Le millésime 2022 a été un révélateur. Le gel tardif d’avril puis la sécheresse estivale auraient pu faire des ravages ; pourtant, les parcelles biodynamiques du domaine DEF ont montré une résilience exceptionnelle. Les analyses du CIVC (Comité Interprofessionnel du Vin de Champagne) le confirment : plus grande diversité de levures indigènes, meilleure acidité naturelle, et moins de blocages à la maturité sur ces vignes travaillées selon les rythmes naturels (Source : champagne.fr).

Champagne biodynamique, champagne de caractère : dégustation et signature Claire Martin

Mais que donne cette philosophie dans le verre ? Les vins du Domaine DEF bousculent l’idée reçue du champagne forcément blond, léger, aérien. Chez Claire, la cuvée « Résonances » — son premier pur pinot meunier en biodynamie — s’ouvre sur des arômes de poire mûre, de miel de sapin, d’herbes sèches, presque salin en finale. Zéro dosage, pas de filtration ; le vin exprime sans fard la singularité de son terroir.

À la dégustation (notée 92/100 sur le guide Terre de Vins, édition 2023), on remarque :

  • Une mousse très fine, moins spectaculaire mais plus persistante en bouche.
  • Une bouche dense, crayeuse, loin du style « bulle apéritive ».
  • Des arômes secondaires prononcés : fleurs séchées, réglisse, zeste de citron confit.

Claire revendique des vins de gastronomie, faits pour la table : « Il faut du temps pour les comprendre… c’est normal, ils mènent leur propre vie. » En 2023, à peine 12 000 bouteilles ont été tirées, la plupart allouées aux restaurants étoilés ou à une clientèle de particuliers « initiés » (Source : Distribution du domaine DEF).

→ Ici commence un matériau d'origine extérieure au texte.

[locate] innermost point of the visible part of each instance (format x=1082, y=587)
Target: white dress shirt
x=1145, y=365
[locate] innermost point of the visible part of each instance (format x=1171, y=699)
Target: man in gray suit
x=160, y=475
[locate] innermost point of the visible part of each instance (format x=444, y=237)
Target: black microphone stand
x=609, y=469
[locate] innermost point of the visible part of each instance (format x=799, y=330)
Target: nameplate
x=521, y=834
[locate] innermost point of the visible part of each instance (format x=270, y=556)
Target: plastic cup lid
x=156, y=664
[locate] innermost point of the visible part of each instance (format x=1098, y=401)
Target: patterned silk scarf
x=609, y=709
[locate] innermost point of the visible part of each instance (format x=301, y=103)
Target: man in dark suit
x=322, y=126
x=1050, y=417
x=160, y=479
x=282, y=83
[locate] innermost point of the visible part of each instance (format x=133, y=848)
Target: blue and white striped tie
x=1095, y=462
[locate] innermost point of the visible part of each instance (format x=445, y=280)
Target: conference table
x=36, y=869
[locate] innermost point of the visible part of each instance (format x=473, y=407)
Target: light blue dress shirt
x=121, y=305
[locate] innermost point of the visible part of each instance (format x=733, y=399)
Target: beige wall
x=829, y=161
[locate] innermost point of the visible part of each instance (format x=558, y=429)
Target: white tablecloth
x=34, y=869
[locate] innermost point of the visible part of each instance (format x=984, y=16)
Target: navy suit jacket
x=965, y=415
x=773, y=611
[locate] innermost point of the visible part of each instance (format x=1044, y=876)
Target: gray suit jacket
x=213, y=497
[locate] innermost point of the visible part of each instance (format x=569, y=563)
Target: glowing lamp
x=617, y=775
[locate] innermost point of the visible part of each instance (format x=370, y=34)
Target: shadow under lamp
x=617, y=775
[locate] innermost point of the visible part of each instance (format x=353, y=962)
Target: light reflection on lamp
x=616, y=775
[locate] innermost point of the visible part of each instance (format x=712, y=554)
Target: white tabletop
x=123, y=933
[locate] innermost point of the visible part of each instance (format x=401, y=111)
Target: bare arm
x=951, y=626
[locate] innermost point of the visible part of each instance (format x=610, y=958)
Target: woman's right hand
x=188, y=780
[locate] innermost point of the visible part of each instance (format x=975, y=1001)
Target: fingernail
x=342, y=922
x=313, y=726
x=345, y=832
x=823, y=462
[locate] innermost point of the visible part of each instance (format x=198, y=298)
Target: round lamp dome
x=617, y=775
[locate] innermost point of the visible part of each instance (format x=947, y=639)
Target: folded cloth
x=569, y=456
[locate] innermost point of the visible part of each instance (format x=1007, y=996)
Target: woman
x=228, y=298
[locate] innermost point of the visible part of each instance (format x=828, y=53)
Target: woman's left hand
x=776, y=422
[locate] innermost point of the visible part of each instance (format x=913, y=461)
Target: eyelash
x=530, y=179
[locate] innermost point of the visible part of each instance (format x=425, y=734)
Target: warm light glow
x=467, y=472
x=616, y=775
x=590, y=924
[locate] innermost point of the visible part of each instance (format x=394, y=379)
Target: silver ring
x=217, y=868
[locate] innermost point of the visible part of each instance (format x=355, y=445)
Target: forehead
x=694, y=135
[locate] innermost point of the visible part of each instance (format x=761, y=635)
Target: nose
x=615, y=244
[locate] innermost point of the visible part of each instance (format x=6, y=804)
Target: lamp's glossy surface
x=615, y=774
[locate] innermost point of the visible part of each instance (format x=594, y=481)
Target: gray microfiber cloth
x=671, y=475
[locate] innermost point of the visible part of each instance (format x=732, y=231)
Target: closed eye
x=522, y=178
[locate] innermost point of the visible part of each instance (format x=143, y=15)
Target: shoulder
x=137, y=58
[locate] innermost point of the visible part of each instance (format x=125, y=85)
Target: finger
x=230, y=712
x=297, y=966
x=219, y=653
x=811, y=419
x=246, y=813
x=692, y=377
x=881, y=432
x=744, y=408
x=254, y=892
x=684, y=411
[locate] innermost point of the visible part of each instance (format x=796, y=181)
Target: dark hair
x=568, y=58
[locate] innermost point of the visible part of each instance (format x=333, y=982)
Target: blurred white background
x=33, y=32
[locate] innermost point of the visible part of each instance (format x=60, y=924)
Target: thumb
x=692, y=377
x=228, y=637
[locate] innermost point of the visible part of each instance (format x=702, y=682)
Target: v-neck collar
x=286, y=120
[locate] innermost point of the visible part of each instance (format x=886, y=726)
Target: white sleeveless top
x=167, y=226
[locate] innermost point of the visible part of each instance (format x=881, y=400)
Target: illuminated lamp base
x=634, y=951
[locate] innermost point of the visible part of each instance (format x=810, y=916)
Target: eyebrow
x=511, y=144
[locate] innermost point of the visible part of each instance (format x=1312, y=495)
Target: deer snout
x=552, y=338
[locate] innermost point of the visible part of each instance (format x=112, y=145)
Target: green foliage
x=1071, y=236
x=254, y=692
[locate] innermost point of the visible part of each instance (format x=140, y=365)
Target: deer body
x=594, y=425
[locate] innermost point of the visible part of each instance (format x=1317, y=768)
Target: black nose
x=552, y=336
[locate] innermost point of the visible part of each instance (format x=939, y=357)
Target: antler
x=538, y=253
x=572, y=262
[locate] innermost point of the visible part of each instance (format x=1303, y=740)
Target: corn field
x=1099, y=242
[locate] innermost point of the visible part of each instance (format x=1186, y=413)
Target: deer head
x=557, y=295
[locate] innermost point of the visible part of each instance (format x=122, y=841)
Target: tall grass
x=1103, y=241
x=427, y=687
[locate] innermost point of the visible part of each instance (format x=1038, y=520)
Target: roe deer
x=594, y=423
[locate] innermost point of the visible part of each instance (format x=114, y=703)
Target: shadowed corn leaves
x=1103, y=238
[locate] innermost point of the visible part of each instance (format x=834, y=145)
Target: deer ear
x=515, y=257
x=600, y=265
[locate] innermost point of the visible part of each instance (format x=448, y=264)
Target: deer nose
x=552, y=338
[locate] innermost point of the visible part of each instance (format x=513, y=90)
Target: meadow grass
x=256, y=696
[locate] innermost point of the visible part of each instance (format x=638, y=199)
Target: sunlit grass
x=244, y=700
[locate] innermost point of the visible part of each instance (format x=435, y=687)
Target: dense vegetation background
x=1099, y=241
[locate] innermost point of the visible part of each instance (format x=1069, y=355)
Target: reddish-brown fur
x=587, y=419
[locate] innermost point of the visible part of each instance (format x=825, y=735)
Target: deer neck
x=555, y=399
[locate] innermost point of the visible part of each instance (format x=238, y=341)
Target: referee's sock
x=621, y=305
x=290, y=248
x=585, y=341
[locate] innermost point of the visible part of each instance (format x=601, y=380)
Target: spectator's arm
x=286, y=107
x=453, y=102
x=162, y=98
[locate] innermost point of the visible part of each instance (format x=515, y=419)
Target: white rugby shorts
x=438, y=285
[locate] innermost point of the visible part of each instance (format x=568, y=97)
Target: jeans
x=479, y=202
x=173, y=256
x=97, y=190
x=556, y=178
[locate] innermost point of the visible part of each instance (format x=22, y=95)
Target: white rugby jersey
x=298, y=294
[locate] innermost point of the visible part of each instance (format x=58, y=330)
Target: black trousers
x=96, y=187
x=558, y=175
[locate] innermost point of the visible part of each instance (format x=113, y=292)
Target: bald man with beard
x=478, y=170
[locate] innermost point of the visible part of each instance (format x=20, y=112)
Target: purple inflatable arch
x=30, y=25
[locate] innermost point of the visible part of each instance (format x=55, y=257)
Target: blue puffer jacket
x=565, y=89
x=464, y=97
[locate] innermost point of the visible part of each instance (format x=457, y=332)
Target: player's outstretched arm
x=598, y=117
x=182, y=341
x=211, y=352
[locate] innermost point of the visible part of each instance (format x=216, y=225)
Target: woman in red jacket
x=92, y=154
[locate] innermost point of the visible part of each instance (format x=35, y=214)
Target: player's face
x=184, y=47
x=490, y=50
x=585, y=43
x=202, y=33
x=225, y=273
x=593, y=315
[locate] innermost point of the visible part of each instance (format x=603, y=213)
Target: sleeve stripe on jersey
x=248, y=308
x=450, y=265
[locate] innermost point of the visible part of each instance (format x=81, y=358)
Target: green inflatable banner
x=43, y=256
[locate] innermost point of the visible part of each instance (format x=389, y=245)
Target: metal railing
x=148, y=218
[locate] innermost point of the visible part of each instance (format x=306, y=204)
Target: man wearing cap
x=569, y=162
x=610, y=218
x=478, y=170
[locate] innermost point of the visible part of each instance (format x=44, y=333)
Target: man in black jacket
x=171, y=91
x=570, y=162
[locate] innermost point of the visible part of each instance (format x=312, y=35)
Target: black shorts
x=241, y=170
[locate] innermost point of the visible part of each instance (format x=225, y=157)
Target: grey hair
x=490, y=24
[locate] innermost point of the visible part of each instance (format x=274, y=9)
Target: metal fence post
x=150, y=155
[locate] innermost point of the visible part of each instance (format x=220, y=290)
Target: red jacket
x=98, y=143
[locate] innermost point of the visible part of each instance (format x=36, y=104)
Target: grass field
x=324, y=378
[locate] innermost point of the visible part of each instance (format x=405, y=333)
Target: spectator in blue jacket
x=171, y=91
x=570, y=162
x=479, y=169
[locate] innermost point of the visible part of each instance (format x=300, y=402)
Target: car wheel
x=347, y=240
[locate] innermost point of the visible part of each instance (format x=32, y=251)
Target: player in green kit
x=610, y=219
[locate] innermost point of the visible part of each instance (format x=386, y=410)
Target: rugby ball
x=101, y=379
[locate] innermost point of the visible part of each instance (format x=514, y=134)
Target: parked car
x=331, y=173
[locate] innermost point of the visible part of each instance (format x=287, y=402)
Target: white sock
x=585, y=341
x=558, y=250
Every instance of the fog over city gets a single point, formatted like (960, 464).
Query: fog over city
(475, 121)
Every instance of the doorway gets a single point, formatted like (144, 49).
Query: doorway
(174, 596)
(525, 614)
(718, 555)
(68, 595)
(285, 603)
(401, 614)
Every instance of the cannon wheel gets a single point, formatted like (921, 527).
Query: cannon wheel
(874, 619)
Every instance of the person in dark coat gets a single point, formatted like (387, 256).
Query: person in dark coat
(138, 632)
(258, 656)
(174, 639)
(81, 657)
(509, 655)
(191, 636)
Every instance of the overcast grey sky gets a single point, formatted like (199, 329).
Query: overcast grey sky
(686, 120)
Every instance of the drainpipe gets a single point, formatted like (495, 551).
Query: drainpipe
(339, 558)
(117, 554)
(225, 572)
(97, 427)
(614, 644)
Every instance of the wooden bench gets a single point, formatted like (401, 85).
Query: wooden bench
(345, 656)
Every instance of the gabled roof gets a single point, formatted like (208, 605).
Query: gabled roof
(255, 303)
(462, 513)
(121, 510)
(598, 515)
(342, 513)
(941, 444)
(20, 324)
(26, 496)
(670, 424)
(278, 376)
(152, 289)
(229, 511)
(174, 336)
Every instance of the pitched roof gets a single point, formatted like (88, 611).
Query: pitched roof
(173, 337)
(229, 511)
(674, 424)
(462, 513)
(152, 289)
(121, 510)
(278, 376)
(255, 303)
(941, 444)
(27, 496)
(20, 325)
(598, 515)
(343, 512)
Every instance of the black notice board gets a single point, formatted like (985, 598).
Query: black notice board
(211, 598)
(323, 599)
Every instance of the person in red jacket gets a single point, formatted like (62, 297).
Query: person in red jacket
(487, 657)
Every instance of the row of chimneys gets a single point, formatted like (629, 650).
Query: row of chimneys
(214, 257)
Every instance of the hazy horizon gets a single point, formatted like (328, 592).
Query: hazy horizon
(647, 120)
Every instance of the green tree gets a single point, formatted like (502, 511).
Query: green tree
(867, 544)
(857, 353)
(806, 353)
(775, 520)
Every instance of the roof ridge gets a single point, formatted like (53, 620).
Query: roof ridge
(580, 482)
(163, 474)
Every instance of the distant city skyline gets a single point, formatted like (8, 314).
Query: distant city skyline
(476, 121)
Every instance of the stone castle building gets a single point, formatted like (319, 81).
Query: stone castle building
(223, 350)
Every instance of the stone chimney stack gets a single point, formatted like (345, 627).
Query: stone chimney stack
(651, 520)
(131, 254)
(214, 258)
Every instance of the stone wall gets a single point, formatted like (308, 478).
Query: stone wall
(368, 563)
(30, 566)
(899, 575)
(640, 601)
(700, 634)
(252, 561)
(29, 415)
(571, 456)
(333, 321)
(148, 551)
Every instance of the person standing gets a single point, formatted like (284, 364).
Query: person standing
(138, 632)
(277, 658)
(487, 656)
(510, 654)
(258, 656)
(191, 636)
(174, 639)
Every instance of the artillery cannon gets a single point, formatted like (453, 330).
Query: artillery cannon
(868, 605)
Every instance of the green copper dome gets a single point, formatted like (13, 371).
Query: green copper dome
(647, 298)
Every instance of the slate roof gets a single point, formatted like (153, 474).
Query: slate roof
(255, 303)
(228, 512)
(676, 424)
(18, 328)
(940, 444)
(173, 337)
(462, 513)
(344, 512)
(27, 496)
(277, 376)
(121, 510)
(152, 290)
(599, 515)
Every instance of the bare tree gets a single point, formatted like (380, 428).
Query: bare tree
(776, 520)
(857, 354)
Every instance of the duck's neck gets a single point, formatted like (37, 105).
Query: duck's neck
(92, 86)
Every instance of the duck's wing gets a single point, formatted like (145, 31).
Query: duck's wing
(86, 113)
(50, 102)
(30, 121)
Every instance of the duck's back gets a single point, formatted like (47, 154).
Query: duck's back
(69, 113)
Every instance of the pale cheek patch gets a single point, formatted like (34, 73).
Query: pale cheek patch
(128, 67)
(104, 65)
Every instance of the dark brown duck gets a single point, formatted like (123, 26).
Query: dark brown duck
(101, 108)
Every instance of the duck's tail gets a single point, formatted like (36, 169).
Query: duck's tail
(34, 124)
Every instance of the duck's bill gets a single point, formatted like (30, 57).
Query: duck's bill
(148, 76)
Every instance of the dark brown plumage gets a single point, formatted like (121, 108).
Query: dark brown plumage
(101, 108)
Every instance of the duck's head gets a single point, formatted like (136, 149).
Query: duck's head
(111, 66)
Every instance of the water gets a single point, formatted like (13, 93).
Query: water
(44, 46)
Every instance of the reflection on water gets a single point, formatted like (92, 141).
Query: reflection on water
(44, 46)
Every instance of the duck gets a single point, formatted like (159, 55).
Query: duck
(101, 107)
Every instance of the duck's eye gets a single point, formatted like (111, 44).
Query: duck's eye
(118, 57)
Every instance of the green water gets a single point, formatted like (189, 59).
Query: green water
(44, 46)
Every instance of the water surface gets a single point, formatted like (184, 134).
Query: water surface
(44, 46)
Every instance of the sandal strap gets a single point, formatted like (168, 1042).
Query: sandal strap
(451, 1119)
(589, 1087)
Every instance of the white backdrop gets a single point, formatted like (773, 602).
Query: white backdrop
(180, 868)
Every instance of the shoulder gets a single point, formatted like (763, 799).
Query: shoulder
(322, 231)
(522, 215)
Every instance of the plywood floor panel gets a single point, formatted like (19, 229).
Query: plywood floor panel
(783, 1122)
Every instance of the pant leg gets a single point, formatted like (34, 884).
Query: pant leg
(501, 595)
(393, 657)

La biodynamie comme ouverture : partage, apprentissage et transmission

Claire ouvre son domaine chaque printemps à des ateliers-découverte : cycles de la lune, fabrication de tisanes, dégustations avec accord mets et vins, transmission orale des gestes d’autrefois. Cette pédagogie vivante attire les néophytes comme les confirmées, dans une ambiance à la fois studieuse et joyeuse.

  • Gratuité pour les femmes du village et de la région.
  • Réseau de « marraines des vignes » qui accompagnent chaque parcelle de la taille à la récolte — idée inspirée des consœurs bourguignonnes.
  • À lire plus loin : Le « Cercle des Femmes et des Vignes », collectif dont Claire fait partie, qui milite pour la reconnaissance de la transmission féminine en Champagne (Source : Elle à Table, 2023).

Le parcours de Claire Martin n’est pas celui du spectaculaire, ni du sacrifice solitaire : il dialogue avec la nature, avec le passé des femmes de sa famille, avec une vision exigeante et apaisée du vin. Goûter son champagne, c’est apprivoiser le silence d’une vigne écoutée de près, le frémissement du vent dans les haies, la résilience patiente du vivant.

Perspectives : le souffle féminin de la Champagne à travers la biodynamie

À l’heure où la Champagne interroge ses modèles et où le fragile équilibre du terroir fait l’objet de toutes les attentions, la voix de Claire Martin, enracinée mais tournée vers demain, propose une voie tout en nuance. Sa démarche n’a pas vocation à prouver plus, mais à prouver autrement ; à transmettre sans jamais figer.

Le champagne biodynamique du domaine DEF n’a pas vocation à devenir un standard. C’est une fenêtre, une fissure poétique. Peut-être un retour, enfin, vers ce féminin du vin que l’on redécouvre aujourd’hui, avec la force tranquille de celles qui savent faire parler la terre.